Posted on: 23 November 2015

Botanists from Trinity College Dublin have discovered a beautiful new tree species from the coffee family. They were conducting an ecological survey in Honduras when making the find, but, sadly, the species has been immediately placed under the critically endangered banner of the International Union for the Conservation of Nature (IUCN).

The ten-metre-tall tree, which boasts gorgeous cream-coloured flowers and cherry-like fruits, has been named Sommera cusucoana. The name stems from it being found in the Cusuco National Park; it has so far not been recorded growing anywhere else, and is growing less than 0.5 km from clear-fell logging sites.

The find has been recently described in the international journal PhytoKeys. The article can be viewed here.
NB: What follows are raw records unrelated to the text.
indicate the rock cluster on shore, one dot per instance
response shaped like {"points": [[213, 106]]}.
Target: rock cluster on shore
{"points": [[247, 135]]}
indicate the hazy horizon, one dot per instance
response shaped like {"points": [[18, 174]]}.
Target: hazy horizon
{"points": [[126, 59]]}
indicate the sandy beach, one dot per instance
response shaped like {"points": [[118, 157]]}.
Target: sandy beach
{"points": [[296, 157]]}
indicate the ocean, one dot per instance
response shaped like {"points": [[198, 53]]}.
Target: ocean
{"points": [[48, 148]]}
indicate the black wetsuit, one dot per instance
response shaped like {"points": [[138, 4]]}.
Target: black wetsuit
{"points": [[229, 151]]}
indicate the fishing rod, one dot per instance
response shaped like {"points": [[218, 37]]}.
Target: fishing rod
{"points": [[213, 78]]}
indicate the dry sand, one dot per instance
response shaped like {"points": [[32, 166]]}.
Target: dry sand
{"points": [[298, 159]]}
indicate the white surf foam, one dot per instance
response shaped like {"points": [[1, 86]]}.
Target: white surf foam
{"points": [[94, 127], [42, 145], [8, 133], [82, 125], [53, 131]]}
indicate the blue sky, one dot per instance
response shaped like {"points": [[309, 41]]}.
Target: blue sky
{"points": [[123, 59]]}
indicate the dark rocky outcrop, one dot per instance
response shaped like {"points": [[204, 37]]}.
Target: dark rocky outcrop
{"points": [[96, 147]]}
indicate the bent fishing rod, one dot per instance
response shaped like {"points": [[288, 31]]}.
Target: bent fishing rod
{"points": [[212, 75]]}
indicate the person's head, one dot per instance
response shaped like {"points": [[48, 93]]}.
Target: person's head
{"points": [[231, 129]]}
Dr Daniel Kelly, Professor Emeritus in Trinity’s Botany department in the School of Natural Sciences, led the party that conducted the surveys as part of a broader set coordinated by Operation Wallacea, an international organisation that deals with biodiversity and conservation management research programmes.
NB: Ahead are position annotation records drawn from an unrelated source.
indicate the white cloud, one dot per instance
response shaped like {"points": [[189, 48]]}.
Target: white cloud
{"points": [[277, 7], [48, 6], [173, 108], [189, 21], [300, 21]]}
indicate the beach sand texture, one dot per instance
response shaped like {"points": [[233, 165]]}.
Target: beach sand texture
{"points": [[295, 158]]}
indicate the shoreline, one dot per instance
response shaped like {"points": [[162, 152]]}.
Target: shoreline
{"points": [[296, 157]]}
He said: “This was a somewhat fortuitous discovery! I had simply wanted to demonstrate how to collect and record a specimen of an unknown plant. My eye caught a tree with big leaves and cherry-red fruits that was growing right beside my tent. Photos were taken, portions were placed in the plant press, and we thought no more about them.”

“Two months later, Dr Charlotte Taylor, an expert based at Missouri Botanical Garden, suggested that Sommera might be the genus. She passed us to Dr David Lorence, based in the National Tropical Botanical Garden in Hawai’I, who, a few weeks later, confirmed our find didn’t correspond with any known species of Sommera from Honduras – or from anywhere else. We had struck gold!”

Sadly, it is feared that this newly discovered species faces a huge fight to fend off extinction in a world in which tens of thousands lose that battle each year.

Conservationists are growing increasingly concerned by the rate at which extinctions are occurring, particularly in areas where human interventions are changing ecosystems, often without consideration of the consequences.

As well as providing aesthetic value, ecosystems and the species within them provide services of great value to mankind. For example, forests help sequester carbon by taking it from the atmosphere, while also providing food, shelter and plant-derived medicines that are key in fighting many diseases.

That newly discovered species, such as this beautiful tree, are under immediate threat from extinction speaks to the gravity of the conservation crisis which, according to some experts, is underpinning the sixth mass extinction in Earth’s history.

Dr Kelly added: “This tree epitomizes the plight of so many species today. This is just one of a number of plant and animal species that are known just from this National Park – and nowhere else in the world. The site where it is growing is also the location of another plant species new to science, also discovered by Trinity’s Forest Botany team.  Swathes of forest were felled in this area in 2011-13, and our site was literally within earshot of the chainsaws!”

“We still know little about this plant, and nothing at all about its possible uses – are those cherry-like fruits edible or poisonous? What secondary compounds are contained in that lush foliage, and could they have medicinal uses – like quinine from the related Cinchona? There is a real danger that this and other species will be lost to the world before they have even been properly investigated. Exploring the rainforest is not just fascinating; it is really, really urgent.”